The Biden administration is holding talks with global energy companies and foreign officials in an effort to set standards for certified natural gas, a form of the fuel that producers market as climate friendly.
The effort comes as the United States seeks to sustain its liquefied natural gas, or LNG, exports to Europe to displace Russian fuel, while also promoting efforts to fight global warming.
A credible market for certified natural gas could help it tackle both goals at once. Gas can be certified as low- or no-carbon if its producers can prove they have reduced greenhouse gas emissions associated with getting it to market, or if they purchase carbon offsets to cut its net climate impact.
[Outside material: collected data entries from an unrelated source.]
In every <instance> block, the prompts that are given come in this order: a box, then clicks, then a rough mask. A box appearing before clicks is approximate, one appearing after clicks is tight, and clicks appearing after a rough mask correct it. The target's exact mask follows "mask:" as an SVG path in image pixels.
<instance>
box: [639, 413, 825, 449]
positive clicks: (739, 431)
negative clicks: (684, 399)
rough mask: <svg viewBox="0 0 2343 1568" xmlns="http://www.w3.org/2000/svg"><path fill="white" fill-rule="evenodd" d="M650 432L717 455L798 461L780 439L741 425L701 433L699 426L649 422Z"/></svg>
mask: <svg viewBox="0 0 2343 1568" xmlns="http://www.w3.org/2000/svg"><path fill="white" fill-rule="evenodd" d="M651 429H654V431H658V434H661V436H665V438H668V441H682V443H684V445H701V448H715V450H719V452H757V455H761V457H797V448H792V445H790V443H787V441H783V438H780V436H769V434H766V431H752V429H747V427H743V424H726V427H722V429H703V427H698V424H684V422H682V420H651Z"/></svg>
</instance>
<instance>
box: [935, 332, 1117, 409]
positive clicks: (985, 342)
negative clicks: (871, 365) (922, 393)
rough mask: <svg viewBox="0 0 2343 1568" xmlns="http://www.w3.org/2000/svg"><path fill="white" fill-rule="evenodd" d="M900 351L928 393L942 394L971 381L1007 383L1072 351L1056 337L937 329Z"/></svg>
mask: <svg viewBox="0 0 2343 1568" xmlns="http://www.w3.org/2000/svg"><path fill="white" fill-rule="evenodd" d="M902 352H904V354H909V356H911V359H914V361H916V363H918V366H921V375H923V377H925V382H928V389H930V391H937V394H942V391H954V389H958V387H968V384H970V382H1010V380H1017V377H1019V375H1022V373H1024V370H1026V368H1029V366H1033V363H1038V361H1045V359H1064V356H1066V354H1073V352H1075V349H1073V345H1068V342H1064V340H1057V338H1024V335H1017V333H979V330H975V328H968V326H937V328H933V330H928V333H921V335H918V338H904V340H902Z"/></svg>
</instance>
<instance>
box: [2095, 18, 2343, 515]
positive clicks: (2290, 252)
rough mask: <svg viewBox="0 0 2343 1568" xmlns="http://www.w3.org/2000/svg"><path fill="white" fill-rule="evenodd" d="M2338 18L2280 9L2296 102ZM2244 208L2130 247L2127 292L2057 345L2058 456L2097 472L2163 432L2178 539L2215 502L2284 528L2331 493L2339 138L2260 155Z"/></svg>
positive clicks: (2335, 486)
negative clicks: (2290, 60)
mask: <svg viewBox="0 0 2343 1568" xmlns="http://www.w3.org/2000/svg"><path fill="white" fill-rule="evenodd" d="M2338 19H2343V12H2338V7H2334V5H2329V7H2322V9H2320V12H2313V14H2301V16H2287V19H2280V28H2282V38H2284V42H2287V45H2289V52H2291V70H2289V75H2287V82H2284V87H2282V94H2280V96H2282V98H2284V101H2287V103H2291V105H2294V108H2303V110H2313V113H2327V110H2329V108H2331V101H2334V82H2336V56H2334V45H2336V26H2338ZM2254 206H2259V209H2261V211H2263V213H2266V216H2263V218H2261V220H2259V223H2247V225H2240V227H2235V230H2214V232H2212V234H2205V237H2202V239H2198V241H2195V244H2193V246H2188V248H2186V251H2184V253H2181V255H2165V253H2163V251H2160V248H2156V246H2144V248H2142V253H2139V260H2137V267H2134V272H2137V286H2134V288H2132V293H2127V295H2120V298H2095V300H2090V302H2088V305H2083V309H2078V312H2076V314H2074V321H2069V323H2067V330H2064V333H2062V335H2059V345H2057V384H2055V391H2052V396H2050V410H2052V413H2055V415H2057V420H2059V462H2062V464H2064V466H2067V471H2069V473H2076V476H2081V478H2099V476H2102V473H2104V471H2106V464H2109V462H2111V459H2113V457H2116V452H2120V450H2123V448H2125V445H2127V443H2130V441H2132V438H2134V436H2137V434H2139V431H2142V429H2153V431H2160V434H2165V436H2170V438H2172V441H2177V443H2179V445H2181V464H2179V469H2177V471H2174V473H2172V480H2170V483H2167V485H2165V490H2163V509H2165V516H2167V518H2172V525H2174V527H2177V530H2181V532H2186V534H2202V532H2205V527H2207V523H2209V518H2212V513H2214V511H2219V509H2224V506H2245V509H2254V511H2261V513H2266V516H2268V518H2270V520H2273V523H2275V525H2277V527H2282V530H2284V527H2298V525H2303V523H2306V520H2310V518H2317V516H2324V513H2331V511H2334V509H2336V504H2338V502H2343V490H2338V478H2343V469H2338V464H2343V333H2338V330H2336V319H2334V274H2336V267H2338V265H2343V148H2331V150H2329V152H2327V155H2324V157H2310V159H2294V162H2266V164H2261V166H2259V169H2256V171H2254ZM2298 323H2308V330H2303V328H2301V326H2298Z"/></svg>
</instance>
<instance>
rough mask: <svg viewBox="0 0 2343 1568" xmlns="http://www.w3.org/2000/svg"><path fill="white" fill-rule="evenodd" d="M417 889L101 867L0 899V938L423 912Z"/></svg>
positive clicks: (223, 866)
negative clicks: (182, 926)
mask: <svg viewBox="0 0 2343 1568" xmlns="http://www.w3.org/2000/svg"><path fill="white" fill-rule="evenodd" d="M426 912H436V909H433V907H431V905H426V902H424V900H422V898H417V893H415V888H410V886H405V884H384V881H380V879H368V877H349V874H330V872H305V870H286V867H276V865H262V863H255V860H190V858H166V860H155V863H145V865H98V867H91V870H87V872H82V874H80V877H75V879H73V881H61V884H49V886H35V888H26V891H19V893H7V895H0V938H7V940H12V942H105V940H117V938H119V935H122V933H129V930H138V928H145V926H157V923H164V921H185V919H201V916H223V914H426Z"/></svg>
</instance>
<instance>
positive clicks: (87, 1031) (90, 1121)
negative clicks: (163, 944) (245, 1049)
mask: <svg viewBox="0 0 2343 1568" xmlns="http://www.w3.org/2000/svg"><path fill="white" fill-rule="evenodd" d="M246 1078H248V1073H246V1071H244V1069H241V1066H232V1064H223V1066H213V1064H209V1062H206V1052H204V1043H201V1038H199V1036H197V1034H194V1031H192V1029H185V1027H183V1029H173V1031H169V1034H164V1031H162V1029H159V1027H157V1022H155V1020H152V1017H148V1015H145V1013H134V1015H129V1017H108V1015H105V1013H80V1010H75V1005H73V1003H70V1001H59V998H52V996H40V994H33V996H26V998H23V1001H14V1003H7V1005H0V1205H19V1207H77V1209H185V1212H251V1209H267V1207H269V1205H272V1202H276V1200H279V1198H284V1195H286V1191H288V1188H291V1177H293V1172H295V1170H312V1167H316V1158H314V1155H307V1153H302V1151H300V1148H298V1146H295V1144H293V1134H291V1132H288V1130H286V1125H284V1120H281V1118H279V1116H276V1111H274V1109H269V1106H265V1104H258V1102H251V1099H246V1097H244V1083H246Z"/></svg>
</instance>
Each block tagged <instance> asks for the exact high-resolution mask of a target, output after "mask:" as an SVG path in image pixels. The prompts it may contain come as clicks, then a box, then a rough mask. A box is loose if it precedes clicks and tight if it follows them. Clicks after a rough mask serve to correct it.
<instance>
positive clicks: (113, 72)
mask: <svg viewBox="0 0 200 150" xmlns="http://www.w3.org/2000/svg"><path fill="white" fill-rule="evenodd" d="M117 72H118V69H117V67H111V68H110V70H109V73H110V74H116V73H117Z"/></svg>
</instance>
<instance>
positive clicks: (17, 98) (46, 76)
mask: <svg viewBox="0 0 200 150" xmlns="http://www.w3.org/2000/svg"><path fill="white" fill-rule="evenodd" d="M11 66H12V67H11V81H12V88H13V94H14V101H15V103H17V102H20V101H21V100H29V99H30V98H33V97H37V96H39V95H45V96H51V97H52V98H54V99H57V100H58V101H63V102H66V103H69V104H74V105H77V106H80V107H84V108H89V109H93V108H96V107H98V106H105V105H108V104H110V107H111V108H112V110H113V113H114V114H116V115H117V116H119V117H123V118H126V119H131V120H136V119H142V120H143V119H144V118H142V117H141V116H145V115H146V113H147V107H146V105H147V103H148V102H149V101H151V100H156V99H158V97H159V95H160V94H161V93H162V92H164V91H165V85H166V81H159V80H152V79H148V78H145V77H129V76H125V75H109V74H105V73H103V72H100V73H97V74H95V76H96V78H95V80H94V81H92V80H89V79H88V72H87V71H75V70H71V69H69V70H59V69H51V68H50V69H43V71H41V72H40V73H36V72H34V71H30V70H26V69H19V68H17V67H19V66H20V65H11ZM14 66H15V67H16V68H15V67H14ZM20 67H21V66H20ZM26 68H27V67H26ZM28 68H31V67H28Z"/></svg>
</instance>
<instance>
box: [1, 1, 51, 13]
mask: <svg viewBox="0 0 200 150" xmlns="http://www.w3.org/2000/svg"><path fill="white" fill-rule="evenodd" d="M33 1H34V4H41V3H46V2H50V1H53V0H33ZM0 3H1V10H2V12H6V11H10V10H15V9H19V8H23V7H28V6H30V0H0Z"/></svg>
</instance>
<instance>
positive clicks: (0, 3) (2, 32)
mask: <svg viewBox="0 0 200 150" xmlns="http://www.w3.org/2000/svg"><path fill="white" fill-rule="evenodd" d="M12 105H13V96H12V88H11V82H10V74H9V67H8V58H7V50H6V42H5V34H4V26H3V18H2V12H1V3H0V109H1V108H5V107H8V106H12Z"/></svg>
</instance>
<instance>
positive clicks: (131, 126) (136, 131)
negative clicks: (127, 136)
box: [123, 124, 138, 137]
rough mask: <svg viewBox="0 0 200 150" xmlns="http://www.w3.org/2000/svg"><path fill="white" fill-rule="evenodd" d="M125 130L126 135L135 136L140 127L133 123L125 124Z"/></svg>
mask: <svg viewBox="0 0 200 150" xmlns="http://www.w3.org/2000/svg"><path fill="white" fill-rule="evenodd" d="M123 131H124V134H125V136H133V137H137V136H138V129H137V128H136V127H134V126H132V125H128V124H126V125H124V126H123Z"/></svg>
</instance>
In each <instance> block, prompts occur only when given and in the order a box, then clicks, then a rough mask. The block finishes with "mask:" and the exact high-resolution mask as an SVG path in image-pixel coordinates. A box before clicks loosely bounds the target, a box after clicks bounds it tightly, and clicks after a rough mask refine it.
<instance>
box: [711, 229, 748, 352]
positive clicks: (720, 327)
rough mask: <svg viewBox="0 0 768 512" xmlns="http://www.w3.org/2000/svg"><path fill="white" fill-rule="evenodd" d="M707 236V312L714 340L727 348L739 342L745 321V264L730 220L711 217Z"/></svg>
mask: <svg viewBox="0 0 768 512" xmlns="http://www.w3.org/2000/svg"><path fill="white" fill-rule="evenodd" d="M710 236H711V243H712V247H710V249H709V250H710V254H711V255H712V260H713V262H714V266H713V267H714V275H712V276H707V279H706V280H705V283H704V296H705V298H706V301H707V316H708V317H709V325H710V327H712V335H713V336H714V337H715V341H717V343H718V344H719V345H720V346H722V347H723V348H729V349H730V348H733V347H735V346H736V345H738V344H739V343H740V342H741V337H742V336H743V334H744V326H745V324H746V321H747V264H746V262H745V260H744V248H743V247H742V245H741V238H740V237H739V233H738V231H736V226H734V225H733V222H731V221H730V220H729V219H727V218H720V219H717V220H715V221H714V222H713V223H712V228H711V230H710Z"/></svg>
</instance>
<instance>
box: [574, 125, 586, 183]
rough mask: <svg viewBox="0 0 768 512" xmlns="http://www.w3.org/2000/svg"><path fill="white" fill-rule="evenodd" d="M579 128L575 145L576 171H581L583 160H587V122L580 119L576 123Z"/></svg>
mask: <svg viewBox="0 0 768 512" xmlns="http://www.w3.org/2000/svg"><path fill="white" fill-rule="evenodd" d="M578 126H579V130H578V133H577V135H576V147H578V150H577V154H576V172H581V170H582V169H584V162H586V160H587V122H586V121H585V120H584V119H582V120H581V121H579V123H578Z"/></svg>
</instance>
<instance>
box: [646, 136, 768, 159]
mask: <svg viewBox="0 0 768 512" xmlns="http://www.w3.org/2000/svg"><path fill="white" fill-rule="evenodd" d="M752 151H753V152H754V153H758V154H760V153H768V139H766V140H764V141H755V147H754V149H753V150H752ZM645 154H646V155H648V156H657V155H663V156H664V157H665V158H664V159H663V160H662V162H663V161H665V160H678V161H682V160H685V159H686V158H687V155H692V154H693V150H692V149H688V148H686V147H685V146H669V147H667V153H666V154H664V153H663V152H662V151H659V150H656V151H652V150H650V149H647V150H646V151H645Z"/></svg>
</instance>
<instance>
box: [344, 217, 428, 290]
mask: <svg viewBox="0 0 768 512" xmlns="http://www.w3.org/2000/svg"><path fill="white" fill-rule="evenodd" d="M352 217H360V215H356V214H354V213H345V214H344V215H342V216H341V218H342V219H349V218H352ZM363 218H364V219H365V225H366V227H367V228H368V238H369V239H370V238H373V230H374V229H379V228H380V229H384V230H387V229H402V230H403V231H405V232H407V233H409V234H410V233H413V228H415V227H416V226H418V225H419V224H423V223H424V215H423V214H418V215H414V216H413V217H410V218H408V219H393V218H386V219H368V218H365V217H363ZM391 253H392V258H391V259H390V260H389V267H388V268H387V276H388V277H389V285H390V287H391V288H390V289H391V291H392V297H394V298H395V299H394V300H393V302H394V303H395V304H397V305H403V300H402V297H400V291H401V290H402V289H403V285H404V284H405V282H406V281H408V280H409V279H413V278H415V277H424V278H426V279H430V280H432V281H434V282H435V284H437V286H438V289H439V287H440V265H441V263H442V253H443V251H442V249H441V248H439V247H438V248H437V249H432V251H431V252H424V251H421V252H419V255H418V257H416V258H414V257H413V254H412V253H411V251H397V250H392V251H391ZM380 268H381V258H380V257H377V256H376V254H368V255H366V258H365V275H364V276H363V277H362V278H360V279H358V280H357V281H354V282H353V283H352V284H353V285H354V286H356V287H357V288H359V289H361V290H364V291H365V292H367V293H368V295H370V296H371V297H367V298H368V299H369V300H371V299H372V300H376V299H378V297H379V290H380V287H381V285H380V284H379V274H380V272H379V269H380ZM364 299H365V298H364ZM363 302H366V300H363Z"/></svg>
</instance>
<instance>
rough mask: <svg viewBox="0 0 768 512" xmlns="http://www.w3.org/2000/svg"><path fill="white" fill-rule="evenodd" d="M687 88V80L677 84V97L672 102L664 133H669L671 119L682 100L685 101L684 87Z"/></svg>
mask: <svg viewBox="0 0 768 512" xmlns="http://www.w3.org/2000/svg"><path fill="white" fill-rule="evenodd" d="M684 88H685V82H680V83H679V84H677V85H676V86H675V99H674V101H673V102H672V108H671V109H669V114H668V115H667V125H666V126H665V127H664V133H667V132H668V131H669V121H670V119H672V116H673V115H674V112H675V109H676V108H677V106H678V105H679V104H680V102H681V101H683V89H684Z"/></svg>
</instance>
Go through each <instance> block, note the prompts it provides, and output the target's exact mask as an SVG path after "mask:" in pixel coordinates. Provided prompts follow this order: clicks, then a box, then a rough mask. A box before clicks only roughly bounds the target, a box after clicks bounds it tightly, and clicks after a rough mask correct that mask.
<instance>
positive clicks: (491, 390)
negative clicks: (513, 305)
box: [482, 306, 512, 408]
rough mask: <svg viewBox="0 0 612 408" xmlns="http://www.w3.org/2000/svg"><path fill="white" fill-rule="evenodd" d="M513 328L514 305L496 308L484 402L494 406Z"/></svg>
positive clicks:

“It’s a big priority for us to make sure that the role we’re playing in… supplying natural gas to our allies at a time of great energy security need is done in a way that is climate responsible,” said Brad Crabtree, an assistant secretary for the U.S. Department of Energy’s (DOE) fossil energy and carbon management office.
The United States has become the world’s top gas producer in recent years, and competes with Qatar to be top LNG exporter.
Crabtree said he hosted a workshop in October with gas industry representatives, including a new industry group called the Differentiated Gas Coordinating Council (DGCC), to discuss standards for certified gas.
His office has also had talks with European Union representatives, Japan, Norway, the United Arab Emirates, and Britain, and others on approaches to reduce methane emissions from the industry, a spokesperson said.
On March 9 Crabtree will also host a private meeting on certified gas at the CERAWeek energy conference in Houston with about 20 speakers, according to a copy of the invitation seen by Reuters.
Gas producers have attempted to market certified gas at a premium for years, using third-party certifiers – like non-profit MiQ and startup Project Canary – to prove the fuel has been produced and transported in ways that minimize emissions.
But a lack of unified standards on measuring and verifying emissions across the gas supply chain, and Europe’s energy crisis following Russia’s invasion of Ukraine, have prevented low-carbon gas markets from taking off.
While gas burns cleaner than other fossil fuels, its main component is the powerful greenhouse gas methane, which can leak into the atmosphere from drilling, processing, shipping and distribution.
Certifiers rely on a dizzying array of competing measurement technologies to evaluate those emissions, including satellites, planes, drones and land-based systems, along with differing methodologies for how to interpret the data.
“The downside of all the innovation and creativity is that it also is very chaotic,” Crabtree said.
Tom Hassenboehler, a lobbyist who helped form the DGCC industry group said the administration can help promote the certified gas market by laying out practices and standards to boost trust in the product.
During the Obama administration, the DOE helped build confidence in fracking by collaborating on a report and website on the disclosure of fracking fluids. It could play a similar role in certification markets, said Hassenboehler.
Williams Cos Inc, a gas processing and transportation company aligned with DGCC, says it will certify emissions cuts across the gas supply chain, to be verified by the auditor KPMG, LLP.
“The market is driving that because our customers want to see a credible documentation of the of the emissions,” said Chad Zamarin, a Williams executive vice president. Any government help to “verify that or provide additional comfort… is something that makes a lot of sense.”
PureWest Energy, a private gas producer aligned with DGCC, did not immediately comment.
MiQ, which says it certifies nearly 20% of U.S. gas output, said Washington needs to show leadership.
“Any silence from the administration on this only results in more opacity and blurriness,” said Ben Webster, MiQ’s director of policy.
At Project Canary, which is in DGCC and says it certifies nearly 11% of U.S. gas output, Chief Commercial Officer Tanya Hendricks said the administration should use funding from the Inflation Reduction Act to deploy advanced monitoring technologies.
The U.S. does not endorse any one verification system, Crabtree said.
‘TRAIN HAS LEFT THE STATION’
If successful, certified gas could help sustain U.S. LNG exports to European markets and put perhaps put pressure on Russia to clean its gas once the war in Ukraine ends, experts said.
The thousands of miles of pipelines from Russian gas fields to Europe leak methane but there is little transparency about how much, said Leslie Palti-Guzman, president and founder of the research group Gas Vista.
Meanwhile, U.S. LNG is not only linked to methane leakage, but takes large amounts of energy to supercool and ship, adding to its carbon footprint.
Nobody knows which is cleaner, “but certified gas could strengthen the case for the U.S. and challenge the Russians to report credible numbers” on its methane emissions, said Robert Kleinberg, a Columbia University research scholar who advises DGCC, free of charge.
Palti-Guzman said certified gas could also be key to securing a longterm role for U.S. LNG in Europe where carbon prices last month hit a record 100 euros per tonne.
“The train left the station,” she said. “It’s only a matter of time before Europe makes (climate change) a priority again.”